DeToren’s set-up in Stellenbosch is much smaller than Giscours, which provides a different dynamic and role in the cellar. From the very start, I became partly responsible for grape processing and fermentation. I had to evaluate the progress being made on a daily basis, both in tanks and barrels. Besides a higher sense of responsibility by empowerment, I enjoyed the high level of detail that was paid to every process. In the end, this is how fine wine is being made in my opinion.
The study of Master of Wine can be long and lonely. What is your best tip for getting through each stage of your study?
Keep your eyes on the prize and enjoy the ride. As you may know, the pass rate of the MW exam is notoriously low, around 10%, and even lower for non-native speakers. This number may shock you, but it should not discourage future applicants. There are many reasons why students drop out. In my case, it took seven years to finish my studies, with multiple ups and downs. In this period, it was sometimes difficult to focus on what next steps to take.
To keep momentum, my girlfriend and I evaluated my study progress over dinner every half year. I passed the theory exam on my second attempt, but the practical part proved more challenging. After we decided that my fourth attempt at the tasting (of five in total) would be my last, she gave me a gift. One of her most wonderful and appropriate gifts ever.
What it was? Well, she bought me an empty frame. Not just any frame, it was a special Champagne-coloured frame. It was also an exact copy of the frames that hold my ‘Vinologist’ and Weinakademiker diplomas from former studies. My girlfriend positioned the new empty frame alongside it on the wall of my study room to supposedly hold my MW diploma in the future. In that way, every time I’d go and study, I would see the empty frame and be reminded that I was working towards this MW diploma. It worked: I passed the tasting exam in 2017!
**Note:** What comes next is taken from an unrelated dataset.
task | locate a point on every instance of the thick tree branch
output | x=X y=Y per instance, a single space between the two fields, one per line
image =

Currently, you are working as a wine buyer and marketer for Les Généreux. Can you tell us about Les Généreux and what your role is within the company?
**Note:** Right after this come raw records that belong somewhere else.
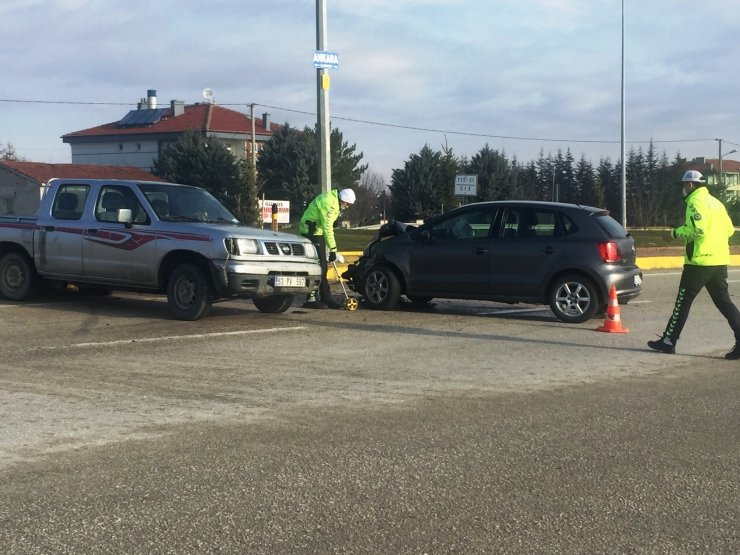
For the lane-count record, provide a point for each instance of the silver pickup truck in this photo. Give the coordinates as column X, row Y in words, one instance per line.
column 169, row 238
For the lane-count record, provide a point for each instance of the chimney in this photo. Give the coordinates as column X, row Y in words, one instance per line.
column 151, row 97
column 177, row 107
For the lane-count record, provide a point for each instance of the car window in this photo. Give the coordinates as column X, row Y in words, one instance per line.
column 533, row 223
column 475, row 224
column 113, row 198
column 612, row 227
column 69, row 202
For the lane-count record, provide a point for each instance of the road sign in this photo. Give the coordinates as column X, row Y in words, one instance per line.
column 466, row 185
column 283, row 214
column 323, row 59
Les Généreux is an association of 40 independent wine shops in the Netherlands. This year we also started with two partners in Belgium (Flanders), which is an exciting new development. As a wine buyer, I am responsible for the wine portfolio with a focus on German-speaking wine countries and the Southern Hemisphere. The lean structure of the company implies that I am also highly involved in marketing, both off- and online, which makes it a diverse and dynamic role.
Which Master of Wine should I interview next?
There are so many talented and inspiring people among the group of Masters of Wine that makes it difficult to take a pick. Young MW’s that I studied with include Almudena Alberca from Spain, Róisin Curley from Ireland, Ido Lewinsohn from Israel, and Jonas Tofterup from Denmark. Every single one deserves a stage since they are already making waves in the wine world as a winemaker, but I am confident we will even hear much more from them in the future.